Yol, gölgeli bir denizde bir ay ışığı şeridi. Rüzgar, bizi o büyük ve güçlü ağaca çağıran bir şarkı söylüyor. Bizim, yosun akadilerine kaplı, liken ve otesthen ile sarılmış yosun akadilerine kaplı, yosunların greenowlsıyız.
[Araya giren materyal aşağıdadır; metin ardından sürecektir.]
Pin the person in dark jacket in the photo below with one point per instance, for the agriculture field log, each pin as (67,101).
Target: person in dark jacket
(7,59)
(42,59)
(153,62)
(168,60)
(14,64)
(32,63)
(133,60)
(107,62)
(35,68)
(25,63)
Fuar ve kare oynuyoruz- bir spor çok için.
(The path is a ribbon of moonlight across a dusky sea.The wind sings a song that beckons us To that great and mighty tree.We are the Greenowls of Ambala, clad in raiments of moss,Sprigged with lichens and grassesThen gilded with silvery frost.Fair and square we play- for a sporting lot we are.We ride the boisterous Balefire gustsAnd we reach for every star.)
Şiir, karanlık bir deniz üzerinde ay ışığıyla aydınlatılan parıldayan bir yol olarak tasvir edilen mistik bir yolculuğu anlatıyor. Karşılayan bir rüzgar, maceracıları belki de bir bilgelik veya topluluk kaynağını sembolize eden büyük bir ağaca doğru çağırır. Görüntüler, okuyucuyu doğanın ve bilinmeyenlerin cazibesini hissetmeye davet eden büyülü ve sakin bir atmosfer öneriyor.
Ambala'nın Greenowls, yosunların dünyevi tonları giymiş ve doğadan unsurlarla süslenmiş, eğlenceli ve canlı bir ruh somutlaştırır. Yıldızlara dokunma arayışlarında yansıtıldığı gibi, çevrelerine katılıyorlar, güçlü rüzgarlara biniyorlar ve büyüklük için istekliyorlar. Bu tasvir, hem maceracı özlerini hem de doğal dünyayla bağlantılarını vurgular, arkadaşlık ve keşiflerin canlı bir resmini yaratır.